Jay-Z is suing the company that bought Rocawear from him, alleging that by failing to offer up a sufficient number of African-American arbitrators, the alternative handling of the parties’ ongoing dispute is running afoul of New York State law. The 2007 deal, which saw Iconix pay $204 million for the exclusive rights in the Rocawear name, ultimately went south with Iconix filing a trademark infringement suit against Jay Z and his Roc Nation label in New York federal court.
Meanwhile, Jay Z and Iconix have been engaged in arbitration since October in connection with an earlier settlement that required that any issues be handled by way of the alternative dispute resolution practice that is arbitration.
Now, Jay Z, in an effort to put a stop to the parties’ arbitration, is citing racial bias.
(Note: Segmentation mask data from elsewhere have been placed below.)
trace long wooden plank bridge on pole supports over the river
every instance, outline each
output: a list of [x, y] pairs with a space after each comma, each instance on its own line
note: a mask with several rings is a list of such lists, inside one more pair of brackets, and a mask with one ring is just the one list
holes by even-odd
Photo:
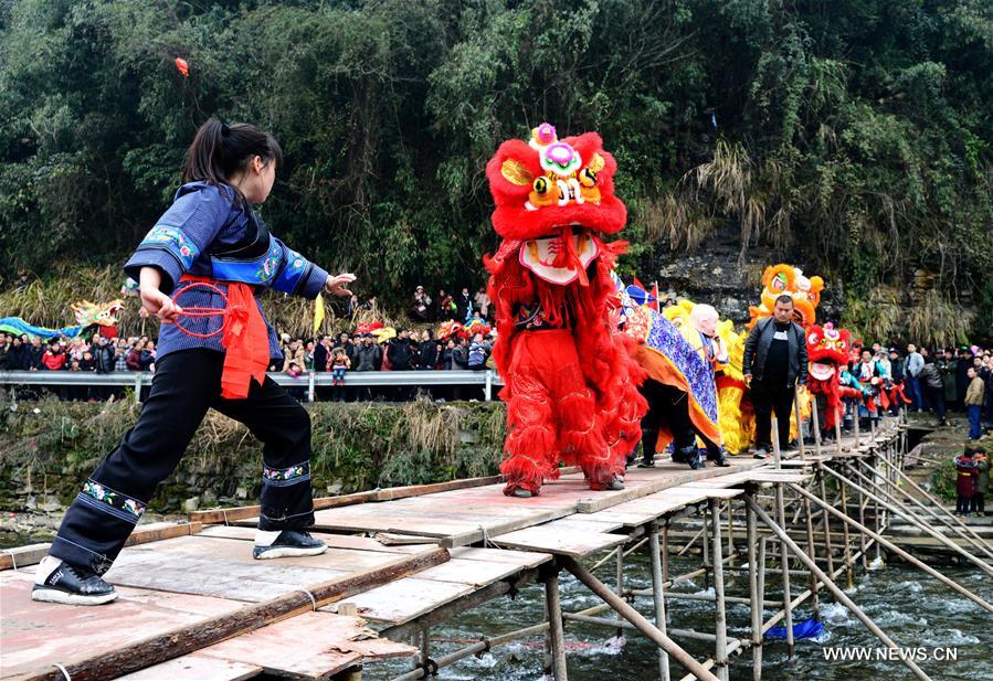
[[[827, 575], [813, 578], [811, 588], [794, 600], [789, 573], [795, 571], [790, 570], [788, 538], [778, 538], [771, 519], [760, 535], [754, 500], [761, 501], [762, 490], [767, 497], [774, 492], [778, 509], [770, 512], [779, 525], [790, 525], [784, 490], [813, 490], [826, 500], [824, 471], [839, 462], [884, 458], [896, 462], [898, 470], [902, 438], [894, 421], [859, 440], [818, 445], [793, 459], [731, 457], [728, 468], [698, 471], [661, 459], [653, 469], [630, 470], [626, 489], [621, 491], [592, 492], [580, 472], [567, 470], [532, 499], [505, 497], [501, 482], [493, 478], [318, 499], [315, 534], [329, 549], [304, 558], [252, 560], [256, 507], [198, 512], [189, 523], [139, 526], [106, 575], [120, 597], [102, 607], [32, 602], [34, 565], [47, 546], [10, 550], [0, 555], [0, 678], [232, 681], [275, 674], [355, 680], [370, 661], [391, 657], [413, 662], [400, 679], [424, 678], [432, 664], [436, 669], [474, 649], [483, 650], [469, 646], [448, 659], [433, 660], [430, 627], [529, 582], [545, 583], [549, 617], [518, 634], [548, 636], [552, 671], [559, 679], [566, 678], [561, 632], [567, 620], [638, 629], [658, 643], [664, 679], [668, 679], [670, 660], [697, 678], [726, 679], [728, 657], [748, 648], [757, 652], [760, 671], [761, 632], [779, 619], [791, 621], [791, 607], [804, 598], [816, 603], [818, 589], [830, 588], [833, 578], [864, 561], [874, 542], [867, 543], [858, 532], [849, 538], [847, 525], [843, 541], [841, 524], [832, 526], [827, 513], [822, 513], [825, 524], [820, 536], [822, 544], [826, 540], [826, 549], [818, 553], [811, 539], [807, 554]], [[869, 481], [891, 478], [895, 473], [877, 470]], [[863, 485], [865, 493], [859, 492], [858, 503], [865, 509], [871, 494], [865, 489], [868, 482]], [[842, 494], [844, 489], [843, 485]], [[799, 493], [795, 499], [791, 512], [801, 506]], [[892, 498], [883, 501], [896, 503]], [[747, 525], [752, 566], [748, 597], [756, 606], [759, 599], [765, 603], [767, 596], [765, 556], [760, 556], [761, 570], [756, 570], [754, 552], [761, 544], [764, 553], [767, 540], [770, 557], [771, 547], [780, 546], [784, 593], [775, 599], [782, 606], [777, 617], [763, 623], [761, 607], [753, 607], [753, 619], [759, 619], [752, 634], [729, 639], [721, 586], [715, 596], [716, 634], [666, 634], [666, 600], [677, 597], [670, 587], [686, 578], [668, 574], [669, 521], [687, 514], [703, 518], [701, 567], [690, 574], [705, 573], [716, 584], [731, 568], [732, 558], [744, 557], [742, 547], [733, 543], [736, 510], [747, 519], [738, 533]], [[757, 511], [763, 513], [761, 508]], [[722, 512], [730, 530], [725, 535], [727, 555]], [[811, 532], [812, 518], [807, 503], [805, 522]], [[874, 526], [880, 530], [885, 510], [874, 518]], [[796, 536], [794, 530], [801, 525], [794, 519], [790, 536]], [[620, 583], [616, 589], [602, 592], [604, 585], [581, 566], [604, 554], [615, 555], [621, 574], [623, 557], [646, 543], [653, 552], [654, 587], [634, 595], [654, 599], [654, 625], [628, 611], [633, 609], [614, 595], [621, 590]], [[558, 602], [562, 570], [577, 575], [604, 604], [584, 613], [562, 613]], [[622, 619], [598, 617], [606, 610]], [[714, 641], [715, 655], [703, 662], [690, 658], [674, 642], [680, 636]], [[486, 646], [506, 640], [487, 639]]]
According to Jay Z’s petition, which was filed with New York State Supreme Court on Wednesday, his legal team was only able to find three “token” black arbitrators – out of the hundreds that the American Arbitration Association (“AAA”) uses – who are qualified to oversee this particular case. Of those three, one had already been involved in related litigation between Iconix and Jay Z.
In connection with such alleged “discrimination,” Jay Z’s counsel asserts in court documents this week, “It would stand to reason that prospective litigants – which undoubtedly include minority owned and operated businesses – expect there to be the possibility that the person who stands in the shoes of both judge and jury reflects the diverse population.”
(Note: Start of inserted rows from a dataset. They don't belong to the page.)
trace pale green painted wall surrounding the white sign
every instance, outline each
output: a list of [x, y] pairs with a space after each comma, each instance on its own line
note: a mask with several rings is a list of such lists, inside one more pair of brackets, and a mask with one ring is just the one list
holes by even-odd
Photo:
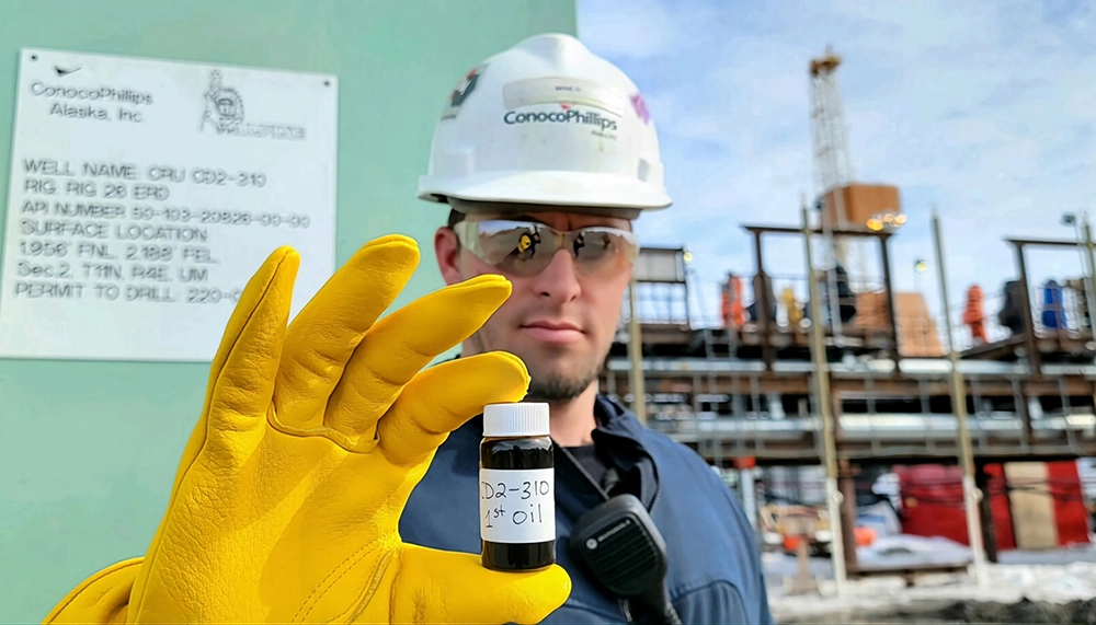
[[[484, 57], [551, 31], [574, 34], [573, 0], [0, 0], [0, 198], [20, 47], [332, 72], [338, 262], [381, 234], [414, 236], [406, 303], [442, 285], [431, 236], [446, 212], [414, 193], [445, 96]], [[0, 360], [0, 623], [41, 622], [88, 575], [144, 553], [206, 374]]]

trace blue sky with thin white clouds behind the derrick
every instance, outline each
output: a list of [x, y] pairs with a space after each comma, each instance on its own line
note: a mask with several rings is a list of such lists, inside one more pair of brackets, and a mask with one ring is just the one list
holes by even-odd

The music mogul – who was born Shawn Carter – further asserts that “this blatant failure of the AAA to ensure a diverse slate of arbitrators is particularly shocking given the prevalence of mandatory arbitration provisions in commercial contracts across nearly all industries.” As such, Jay Z argues that the clause in his earlier settlement with Iconix that mandates that the parties will resolve any further issues in arbitration is invalid, as such a lack of racial diversity among arbitrators runs afoul of New York’s state constitution and a New York City human rights law.
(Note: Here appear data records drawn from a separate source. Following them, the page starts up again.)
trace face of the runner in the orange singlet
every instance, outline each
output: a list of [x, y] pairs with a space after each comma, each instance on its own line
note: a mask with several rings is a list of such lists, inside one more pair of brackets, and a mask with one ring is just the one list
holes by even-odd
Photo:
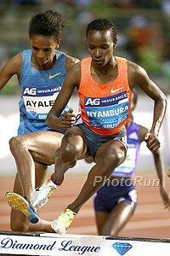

Still underway, a Securities and Exchange Commission (“SEC”) investigation into “potential violations of the federal securities laws related to the sale of Rocawear to Iconix and the subsequent financial reporting of New York-based Iconix. The SEC initially issued a subpoena for Carter’s testimony on November 16, 2017, and then, in February 2018, issued a second subpoena for Carter’s testimony. “Carter failed to appear as required by the subpoenas and, through his counsel, Carter has declined to provide any additional dates on which he will agree to appear for investigative testimony,” the government entity stated in May.
A federal judge in New York has since ordered Jay-Z to testify. According to U.S. District Judge Paul Gardephe, Jay Z’s “testimony has been delayed for five months, and I do not intend to tolerate any further delay.”